Zahir
Zahir is an attempt to join the convenient syntax of Matlab with the structure, performance, and compile-time safety of a statically typed programming language. To learn a little more about the language you can check out a blog post I wrote (mostly about the type system). There's also an older version which doesn't do an awful lot. Until I have more time, this page will probably serve mostly as a place to clarify thoughts and keep myself vaguely motivated.
Unfinished Business
- Implement constructors with arguments (currently 'type' keyword produces only enums)
- Implement constraint propagating type inference for inferring the appropriate classes associated with types
- Implement polyvariadic functions using the Zip Calculus
- Write a Sequence constructor class for polyvariadic map function
- Reimplement matrix to derive from Seq, giving automatic elementwise operations for all functions defined on scalars
- Rewrite typechecking of function calls to
attempt usual unification between args type and expected type
failing that, check if all sequences in args are same container
repeat type checking with contained types and return sequence of function result
transform syntax tree at scalar expanded calls to use polyvariadic map
Scrap special cases for unary & binary operators, parse their usage as function calls
Make all typenames capitalized, lowercase type identifiers should be automatic typevars
Add a kind system
Add constructor and type classes to the lexer and parser
Drop row, col datatypes. Shape analysis of matrices should be a static step distinct from type checking.
Background Reading
- A modern eye on ML type inference by Francois Pottier
- Good overview of basic Hindley-Milner type inference (as well as extensions for recursive algebraic datatypes)
- A system of constructor classes: overloading and implicit higher-order polymorphism by Mark P. Jones
- Extension to type class overloading adding support for higher-kinded types (such as trees, arrays, option types, etc..).
- Type inference and implicit scaling by Satish Thatte
- Promote scalars to array or list datatype by using map operator. Well, there's a ton more here, but that's the briefest summary.
- Normalize, transpose, and distribute: An automatic approach for handling nonscalars by Daniel Cooke, et al.
- A dynamic semantics for scalar expansion/implicit scaling. Lots of potential (underutilized?) with Thatte's work above.

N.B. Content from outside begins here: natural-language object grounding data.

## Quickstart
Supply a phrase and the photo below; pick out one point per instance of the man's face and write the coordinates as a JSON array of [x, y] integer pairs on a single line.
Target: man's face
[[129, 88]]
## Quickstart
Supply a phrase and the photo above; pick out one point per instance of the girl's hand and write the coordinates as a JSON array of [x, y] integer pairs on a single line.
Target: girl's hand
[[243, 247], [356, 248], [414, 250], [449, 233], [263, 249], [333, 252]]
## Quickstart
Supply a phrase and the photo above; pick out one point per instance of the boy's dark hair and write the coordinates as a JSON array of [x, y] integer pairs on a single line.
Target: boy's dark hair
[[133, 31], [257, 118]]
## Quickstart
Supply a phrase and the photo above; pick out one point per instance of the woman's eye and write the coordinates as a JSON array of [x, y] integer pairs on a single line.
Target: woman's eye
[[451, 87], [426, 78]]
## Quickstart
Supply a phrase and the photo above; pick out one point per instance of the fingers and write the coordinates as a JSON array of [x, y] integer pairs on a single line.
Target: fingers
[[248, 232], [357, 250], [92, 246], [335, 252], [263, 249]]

- The Zip Calculus by Mark Tullsen
- Genericity over tuple length (ie, write zipWith2, zipWith3, and friends as just one function)
- General Homomorphic Overloading by Alex Shafarenko and Sven-Bodo Scholz
- Every overloaded operator is associated with a linear ordering over the valid types of its arguments. This, unfortunately, doesn't work for function arguments: the presented type system doesn't support higher order functions.